JS: Well, what started off as basically—you know, I mean, I don’t know how many people have analyzed the roots of it, but the roots of it were, cops didn’t get their share of a blind pig, and when you try and harass a bunch of people in the middle of July and everybody’s broke—economically ’67 might have not been the best year, but there was jobs, so it wasn’t like it was a depression or anything. So, I basically saw it as one thing leading to another, and once somebody broke into the first grocery store—I don’t even know which store got broke into first, the corner liquor store or across the street, the TV store owned by the Lebanese guy or somebody that was different in the neighborhood. They broke into their store first and in the end, they destroyed stuff that was black-owned, they destroyed their whole neighborhood. And they tried to do it in Pontiac, and too many people were just saying, “Hey, that’s my neighborhood.” It didn’t matter who owned it, black, white. And so I really see that at the root of it was economical distress and a little bit of— 99 percent of Detroit cops were white and they were shaking down everybody.

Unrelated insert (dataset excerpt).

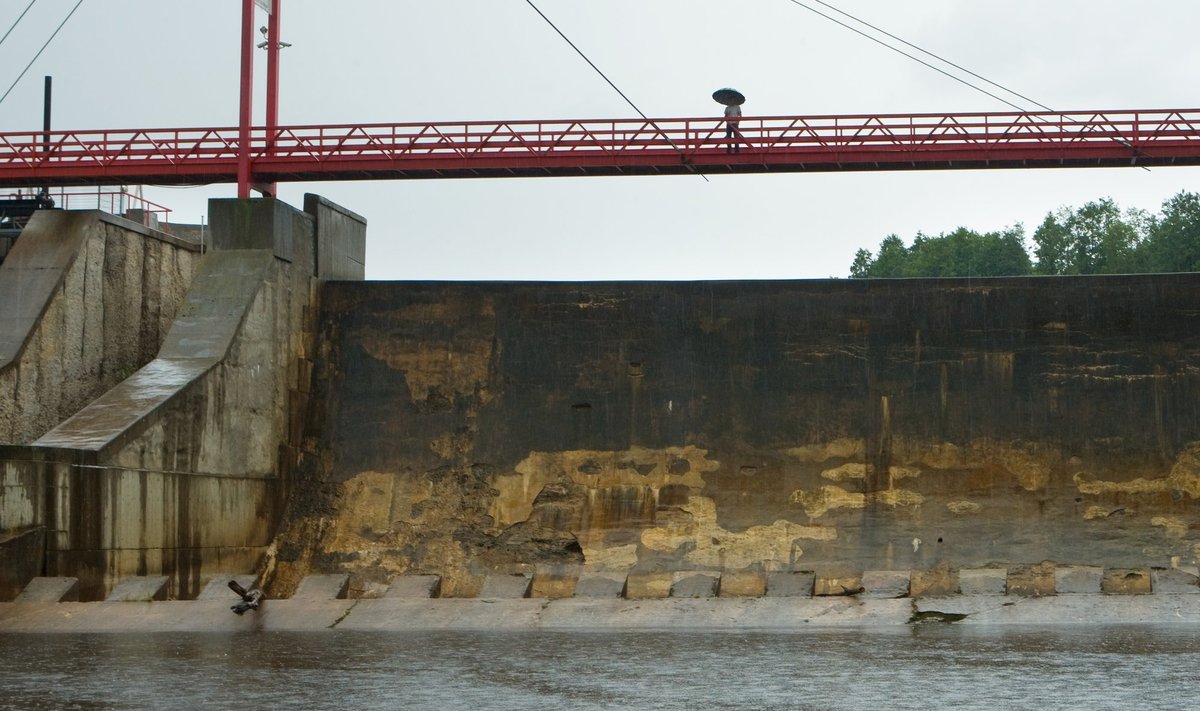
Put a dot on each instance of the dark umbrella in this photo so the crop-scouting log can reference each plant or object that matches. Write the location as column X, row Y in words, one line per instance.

They’d shake down—I mean, I must have got beer confiscated from me 10 times, we never got arrested. They never—why should they take kids to jail for beer? They took your beer and you’d flip them 20 bucks. That’s all we got, we’d always say that. I always kept money in my socks just so if the cops took our beer and all our money I had a 20 in my sock. We cruised Woodward every night and probably got maybe pulled over a hundred times—and, you know, we didn’t cruise Woodward in the winter, I mean, in the summers—we probably got pulled over a hundred times and had beer on us maybe ten, and never got arrested. We finally learned to stash the beer somewhere on the park and then come back. But that was the era when everybody was racing on Woodward. This past week it’s been a big deal that you could race on Woodward Avenue. It was nonstop. Every stop light was racing. You had to position yourself, you’d stagger yourself so you’d be at the head of the pack at the light. But we would go to the drive-ins, there was Ted’s drive-in and Big Boy’s, things like that.
WW: Alright, thank you so much for taking time out of your day to talk with me today.
JS: Great. Well, I appreciate—I hope it adds to the wider spectrum and just one narrow view.